Clarissa Wei is an American journalist and writer. Her focus is on Taiwan and in particular Taiwanese food and food culture. Her book Made in Taiwan: Recipes and Stories of the Island Nation was released in 2023 and was nominated for a James Beard Media Award. The book won the IACP Julia Child First Book Award.

== Personal life ==
Wei was born in Los Angeles, California, to Taiwanese American immigrant parents from Tainan, Taiwan. She graduated from New York University with a bachelor's degree in journalism and political science. As of 2023, she resided in New Taipei City.

== Career ==
As a food writer covering Los Angeles she caught the attention of Jonathan Gold, who recruited her as one of his food scouts. In 2018 she moved to Hong Kong and began writing for the South China Morning Post (SCMP).
Her journalism initially focused on politics but she shifted to food after finding politics "too heavy and dark." However her food writing often inherently touches on politics. Many of her stories in Hong Kong focused on aging restaurateurs or chefs who maintained important culinary traditions. During this time she traveled around China producing food and culture videos for SCMP.

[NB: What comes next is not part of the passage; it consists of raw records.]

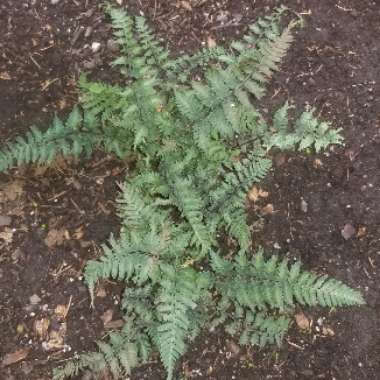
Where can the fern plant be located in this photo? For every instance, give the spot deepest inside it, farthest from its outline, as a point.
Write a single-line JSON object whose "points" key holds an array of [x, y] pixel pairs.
{"points": [[198, 146]]}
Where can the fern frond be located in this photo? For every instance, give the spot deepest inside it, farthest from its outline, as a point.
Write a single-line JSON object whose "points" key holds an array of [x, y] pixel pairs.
{"points": [[119, 357], [178, 296], [270, 284], [70, 138]]}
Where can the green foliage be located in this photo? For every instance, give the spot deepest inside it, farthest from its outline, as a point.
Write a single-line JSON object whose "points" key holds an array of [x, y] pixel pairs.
{"points": [[194, 128]]}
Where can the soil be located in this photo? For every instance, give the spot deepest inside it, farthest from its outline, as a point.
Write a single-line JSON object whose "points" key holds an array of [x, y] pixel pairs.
{"points": [[325, 208]]}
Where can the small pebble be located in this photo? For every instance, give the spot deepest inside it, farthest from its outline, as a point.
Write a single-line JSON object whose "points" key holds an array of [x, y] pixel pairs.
{"points": [[5, 220], [95, 47]]}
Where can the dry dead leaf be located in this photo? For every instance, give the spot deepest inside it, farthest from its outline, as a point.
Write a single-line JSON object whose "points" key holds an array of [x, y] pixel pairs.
{"points": [[114, 325], [40, 170], [348, 231], [268, 209], [317, 163], [186, 5], [328, 331], [211, 43], [62, 104], [55, 237], [106, 317], [254, 194], [56, 338], [41, 327], [61, 311], [101, 292], [7, 235], [362, 231], [11, 191], [78, 233], [5, 76], [302, 321], [15, 357]]}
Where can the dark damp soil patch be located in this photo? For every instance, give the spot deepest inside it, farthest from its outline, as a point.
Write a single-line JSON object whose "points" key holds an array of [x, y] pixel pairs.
{"points": [[60, 216]]}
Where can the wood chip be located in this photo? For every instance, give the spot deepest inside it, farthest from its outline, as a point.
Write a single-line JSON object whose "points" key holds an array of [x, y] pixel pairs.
{"points": [[302, 321], [15, 357]]}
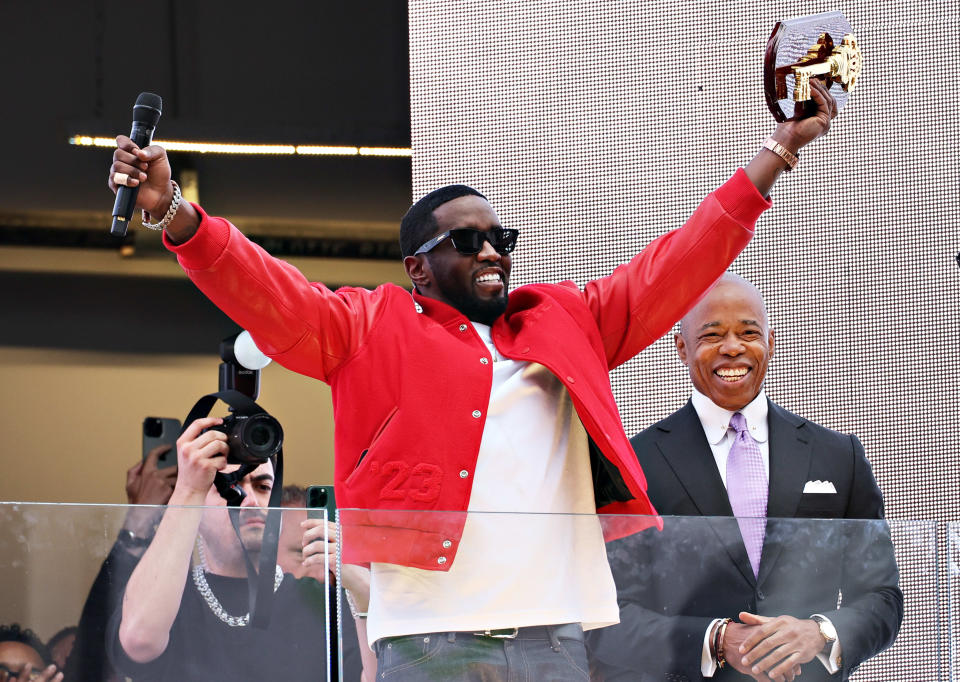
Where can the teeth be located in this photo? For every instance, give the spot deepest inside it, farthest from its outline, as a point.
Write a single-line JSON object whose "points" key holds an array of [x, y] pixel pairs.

In 2020 she left Hong Kong for Taiwan together with her husband, on 30 June, when the Hong Kong National Security Law took effect. She is one of the main authors writing about Taiwanese cuisine in English.

In February 2022, Wei made a Singaporean chicken curry recipe in a New York Times social media video, which was later removed following backlash regarding its authenticity.

She was the co-host of the cooking show Kitchen Remix on TaiwanPlus.

In 2025, Wei launched HEYDOH, an artisinal soy sauce company.

Her second book, Sitting the Month: Postpartum Recipes for Rest and Recovery, was published in September 2026.

=== Books ===
==== Made in Taiwan ====
Made in Taiwan: Recipes and Stories of the Island Nation was released in 2023. Made in Taiwan is an exploration of Taiwan's food culture. In it she emphasizes using Taiwanese ingredients and not substitutes more widely available internationally. The book has proved controversial due to Wei's focus on Taiwanese identity and politics as embodied in food.

Wei collaborated with recipe developer Ivy Chen on Made in Taiwan. James Lin, a historian, was hired to make sure that the historical aspects of the book were accurate. Xin Yun worked as Clarissa Wei's research assistant. Yen Wei was the food stylist and Ryan Chen handled photography.

==== Sitting the Month ====
Sitting the Month: Postpartum Recipes for Rest and Recovery was published in September 2026. It provides modern recipes for traditional Chinese herbal foods given to new mothers recovering from childbirth. The topic was inspired by Wei's own postpartum experience with her first child.

Wei collaborated with herbalist Stella Wang on the book.

===Podcast===
Her show, Climate Cuisine, is part of the Whetstone Radio Collective. It was launched in 2021 and examines how different national cuisines and agricultural practices have developed in similar climactic zones across the planet.